The suspects’ lawyers also want to ban family from identifying the deceased during the trial and forbid all BLM masks.

Ahmaud Arbery Family photo

Lawyers for the suspects accused of murdering Ahmaud Arbery has submitted a request to bar the court from referring to the deceased as a “victim.”

According to a report TMZ published on Saturday (Jan. 2), defense attorneys Robert Rubin and Jason Sheffield, who represent suspects Travis and Greg McMichael, have filed new motions that would bar the prosecution from ever referring to Arbery as a “victim” in front of the jury. They claim that calling Arbery a “victim” is a conclusion that can’t be reached before a verdict is made. They also assert that loaded words like “victim” could pin jurors against their clients at the start of the trial.

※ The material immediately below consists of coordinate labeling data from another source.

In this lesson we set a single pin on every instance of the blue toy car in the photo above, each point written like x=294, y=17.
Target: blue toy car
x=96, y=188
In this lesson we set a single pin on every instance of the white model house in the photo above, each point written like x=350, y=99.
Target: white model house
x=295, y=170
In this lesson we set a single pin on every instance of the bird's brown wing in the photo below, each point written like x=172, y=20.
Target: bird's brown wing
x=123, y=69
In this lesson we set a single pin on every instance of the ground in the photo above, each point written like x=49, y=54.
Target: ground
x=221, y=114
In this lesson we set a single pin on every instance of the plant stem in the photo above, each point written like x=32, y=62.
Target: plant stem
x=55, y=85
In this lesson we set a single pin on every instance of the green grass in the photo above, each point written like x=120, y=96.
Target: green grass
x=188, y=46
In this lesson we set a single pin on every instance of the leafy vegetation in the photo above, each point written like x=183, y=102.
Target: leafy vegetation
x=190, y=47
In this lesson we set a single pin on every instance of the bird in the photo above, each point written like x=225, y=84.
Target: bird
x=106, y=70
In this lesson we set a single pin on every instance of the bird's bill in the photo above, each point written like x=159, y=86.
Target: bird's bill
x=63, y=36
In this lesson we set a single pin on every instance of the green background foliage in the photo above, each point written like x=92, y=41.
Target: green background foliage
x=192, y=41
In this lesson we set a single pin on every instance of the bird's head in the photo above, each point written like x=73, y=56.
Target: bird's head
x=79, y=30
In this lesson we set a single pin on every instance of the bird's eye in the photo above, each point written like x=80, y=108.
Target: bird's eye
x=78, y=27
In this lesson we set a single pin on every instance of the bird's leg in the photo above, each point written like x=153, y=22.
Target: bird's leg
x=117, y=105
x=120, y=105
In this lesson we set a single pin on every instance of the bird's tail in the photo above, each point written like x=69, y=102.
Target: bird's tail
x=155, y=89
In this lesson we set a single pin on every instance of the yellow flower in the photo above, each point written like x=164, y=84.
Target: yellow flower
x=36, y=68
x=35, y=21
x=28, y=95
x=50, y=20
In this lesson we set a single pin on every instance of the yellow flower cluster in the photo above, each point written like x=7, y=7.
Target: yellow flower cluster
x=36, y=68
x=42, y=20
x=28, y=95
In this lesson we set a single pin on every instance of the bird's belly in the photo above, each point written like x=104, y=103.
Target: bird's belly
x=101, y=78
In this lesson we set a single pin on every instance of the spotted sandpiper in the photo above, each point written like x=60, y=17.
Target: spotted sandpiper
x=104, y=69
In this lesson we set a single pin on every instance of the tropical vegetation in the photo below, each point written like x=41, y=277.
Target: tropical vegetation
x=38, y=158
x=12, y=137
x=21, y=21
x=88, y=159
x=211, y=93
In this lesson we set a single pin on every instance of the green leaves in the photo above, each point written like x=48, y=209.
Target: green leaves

Father and son Greg and Travis McMichael were arrested after a video surfaced of both men chasing down and fatally shooting Arbery while he was jogging. The video clearly shows Travis McMichael engaged in a physical altercation with Arbery before McMichael shot him with his shotgun. Greg McMichael was in the back of their pick-up truck and reportedly did nothing to stop the altercation. All three men, including the man who recorded the murder, have pleaded not guilty.

Not only do the McMichaels’ defense attorneys not want Arbery to be referred to as a “victim,” but they also want one photo of the deceased by himself to be used in the trial and they want to bar family members from making any ID’s in the courtroom. They also want all BLM masks to be forbidden from the courtroom and all jail calls the suspects have made since their arrest to be stricken from their list of usable evidence.

While the McMichaels’ lawyers aim to make their clients’ cases as uncontaminated as possible, Rubin and Sheffield want Arbery’s criminal past to be included as evidence. As of now, no trial date has been set and no judge has reviewed any of their requests.